Titular honours are awarded according to people’s birth names, rather than the names by which they are known, which isn’t normally a problem and is often ignored in the interest of common sense. Sir Nigel Neill is popularly known as Sir Sam Neill. Legendary singing teacher Sister Mary Leo had been known only by that name since she took her vows at age 28, and though there was murmuring, no one insisted she become known as Dame Kathleen Niccol when she accepted her honour aged 78.
Knights who say one of their reasons for accepting the honour is that the missus would like it include Sir Colin Meads (Verna, Lady Meads), Sir John Key, (Bronagh, Lady Key) and Sir Roger Hall (Dianne, Lady Hall).
Parent/child titular-honour pairs are extremely rare, but New Zealand has one exceptional pair living in the same house: Dames Kate and Miranda Harcourt.

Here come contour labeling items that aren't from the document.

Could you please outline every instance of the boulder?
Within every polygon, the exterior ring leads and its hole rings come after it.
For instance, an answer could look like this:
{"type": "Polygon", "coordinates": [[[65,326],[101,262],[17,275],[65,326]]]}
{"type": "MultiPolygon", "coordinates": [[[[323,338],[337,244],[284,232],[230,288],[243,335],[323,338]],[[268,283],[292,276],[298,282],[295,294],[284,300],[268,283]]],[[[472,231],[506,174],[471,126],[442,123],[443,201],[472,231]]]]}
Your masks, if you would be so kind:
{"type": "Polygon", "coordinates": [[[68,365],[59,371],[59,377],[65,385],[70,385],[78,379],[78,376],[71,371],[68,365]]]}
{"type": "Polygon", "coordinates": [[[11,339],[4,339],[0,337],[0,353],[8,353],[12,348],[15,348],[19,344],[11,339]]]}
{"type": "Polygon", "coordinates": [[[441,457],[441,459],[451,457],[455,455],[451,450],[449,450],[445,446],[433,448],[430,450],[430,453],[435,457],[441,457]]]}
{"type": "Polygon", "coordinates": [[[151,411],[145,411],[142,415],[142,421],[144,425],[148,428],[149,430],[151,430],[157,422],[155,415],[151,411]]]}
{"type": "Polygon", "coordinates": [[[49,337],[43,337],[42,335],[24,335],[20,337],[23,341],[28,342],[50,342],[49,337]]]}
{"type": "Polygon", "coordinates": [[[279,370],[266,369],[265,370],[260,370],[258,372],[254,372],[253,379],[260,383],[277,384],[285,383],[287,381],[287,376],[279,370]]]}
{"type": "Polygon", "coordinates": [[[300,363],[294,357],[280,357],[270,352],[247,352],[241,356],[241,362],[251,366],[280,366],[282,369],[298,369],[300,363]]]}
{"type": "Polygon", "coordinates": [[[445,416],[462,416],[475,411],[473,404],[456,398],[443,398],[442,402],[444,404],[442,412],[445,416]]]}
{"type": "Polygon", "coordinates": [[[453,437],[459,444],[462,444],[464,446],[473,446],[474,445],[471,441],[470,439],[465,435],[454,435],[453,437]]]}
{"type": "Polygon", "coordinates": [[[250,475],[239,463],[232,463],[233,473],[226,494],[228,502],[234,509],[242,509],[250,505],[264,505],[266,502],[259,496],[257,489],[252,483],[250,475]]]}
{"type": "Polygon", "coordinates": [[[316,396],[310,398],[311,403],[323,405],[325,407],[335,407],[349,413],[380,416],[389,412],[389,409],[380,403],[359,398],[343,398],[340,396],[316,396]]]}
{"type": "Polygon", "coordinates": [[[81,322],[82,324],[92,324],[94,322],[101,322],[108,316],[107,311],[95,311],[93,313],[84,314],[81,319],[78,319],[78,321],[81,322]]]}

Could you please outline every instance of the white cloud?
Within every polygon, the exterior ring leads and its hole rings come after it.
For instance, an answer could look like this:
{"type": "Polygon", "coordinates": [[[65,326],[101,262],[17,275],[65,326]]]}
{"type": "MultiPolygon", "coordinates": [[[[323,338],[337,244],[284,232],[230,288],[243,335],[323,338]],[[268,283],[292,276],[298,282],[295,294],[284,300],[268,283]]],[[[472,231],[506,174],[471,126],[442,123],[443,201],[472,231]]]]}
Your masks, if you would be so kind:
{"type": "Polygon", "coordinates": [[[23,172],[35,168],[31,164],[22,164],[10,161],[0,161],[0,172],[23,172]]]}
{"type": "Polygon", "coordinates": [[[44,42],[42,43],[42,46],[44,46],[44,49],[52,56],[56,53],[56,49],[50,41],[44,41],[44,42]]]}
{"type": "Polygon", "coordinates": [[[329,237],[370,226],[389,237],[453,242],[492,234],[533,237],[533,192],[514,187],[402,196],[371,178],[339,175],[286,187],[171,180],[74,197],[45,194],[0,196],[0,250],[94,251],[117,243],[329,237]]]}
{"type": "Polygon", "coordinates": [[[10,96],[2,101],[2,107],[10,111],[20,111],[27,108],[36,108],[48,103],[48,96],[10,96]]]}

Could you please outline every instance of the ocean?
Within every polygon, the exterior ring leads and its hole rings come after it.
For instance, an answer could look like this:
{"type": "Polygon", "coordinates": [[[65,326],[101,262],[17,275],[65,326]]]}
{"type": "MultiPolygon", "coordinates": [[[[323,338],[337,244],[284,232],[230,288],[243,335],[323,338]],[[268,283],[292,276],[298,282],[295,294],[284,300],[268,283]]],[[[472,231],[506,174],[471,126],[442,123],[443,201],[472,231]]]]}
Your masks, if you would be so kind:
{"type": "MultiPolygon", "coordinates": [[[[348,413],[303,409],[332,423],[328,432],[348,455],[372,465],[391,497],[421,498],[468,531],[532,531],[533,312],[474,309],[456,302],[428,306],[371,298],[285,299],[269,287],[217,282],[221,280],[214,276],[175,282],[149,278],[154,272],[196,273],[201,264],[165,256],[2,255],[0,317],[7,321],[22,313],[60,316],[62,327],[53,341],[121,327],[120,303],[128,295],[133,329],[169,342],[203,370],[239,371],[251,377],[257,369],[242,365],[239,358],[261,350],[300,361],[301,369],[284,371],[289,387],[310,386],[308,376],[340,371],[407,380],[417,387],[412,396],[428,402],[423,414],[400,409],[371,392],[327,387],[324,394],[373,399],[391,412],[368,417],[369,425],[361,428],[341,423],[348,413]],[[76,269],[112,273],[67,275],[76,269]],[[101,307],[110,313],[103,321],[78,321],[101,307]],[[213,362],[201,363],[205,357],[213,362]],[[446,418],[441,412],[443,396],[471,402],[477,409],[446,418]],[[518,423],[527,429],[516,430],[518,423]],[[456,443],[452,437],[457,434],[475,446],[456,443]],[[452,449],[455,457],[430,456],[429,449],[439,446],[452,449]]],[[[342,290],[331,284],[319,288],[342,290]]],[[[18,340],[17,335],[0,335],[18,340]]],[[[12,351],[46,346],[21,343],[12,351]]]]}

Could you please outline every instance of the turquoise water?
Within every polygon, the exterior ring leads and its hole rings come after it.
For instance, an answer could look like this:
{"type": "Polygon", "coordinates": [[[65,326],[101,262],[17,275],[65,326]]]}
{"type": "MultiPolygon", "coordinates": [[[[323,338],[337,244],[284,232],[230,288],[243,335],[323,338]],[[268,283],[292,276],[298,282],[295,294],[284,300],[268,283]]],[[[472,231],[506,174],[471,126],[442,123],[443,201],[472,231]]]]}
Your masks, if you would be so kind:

Richie McCaw turned down a knighthood after the 2011 Rugby World Cup but, at age 35, became the youngest-ever member of the higher ranked, non-titular Order of New Zealand in 2016.
On Call
With a titular honour comes THE necessity to decide how to use that title. Generally, it seems we’re not too fussed.
Dame Kiri te Kanawa told the Listener via her representative she “is quite relaxed about the use of her title. Usually, people with whom she is working or meeting for the first time will be formally introduced using the title and then once work commences this will usually be dropped in favour of a more relaxed informal approach.”
Dame Kiri Te Kanawa
Sir Roger Hall has clear, easy-to-follow rules: “If I’m being introduced at a social occasion to people I haven’t met before, then I’m usually introduced as Sir Roger – which I think is right. Very quickly the Sir gets dropped. Either people sense that there is no need to keep using it or I make it clear that once is enough. On Morning Report, say, or breakfast TV, the interviewers use ‘Sir’ all the time … which feels right.”
Sometimes, a title can serve a practical purpose. “I’m on one board in the US, and there’s three Johns on the board, says Sir John Key. “So they do call me Sir John; it’s an easier way of doing things.”
John Key
Both Dames Kate and Miranda Harcourt recognised the title could give added weight to their advocacy work in the community, and film-maker Dame Gaylene Preston similarly sees it as recognition for the field in which she has distinguished herself. “When the letter arrived asking if I would accept the title, I thought long and hard. It changes your name. I miss ‘Ms’. But in the end it’s for the arts. I thought, ‘Well if it’s good enough for the Topp Twins it’s good enough for me!’”
Dame Denise L’Estrange Corbet uses “Dame, which can replace Miss, Ms, Mrs, to do just that. Though I have to say I have stayed in a few hotels, and the younger have greeted me as Ms Dame! I said ‘No, Dame is my title,’ but they were young and just did not understand what I was talking about!”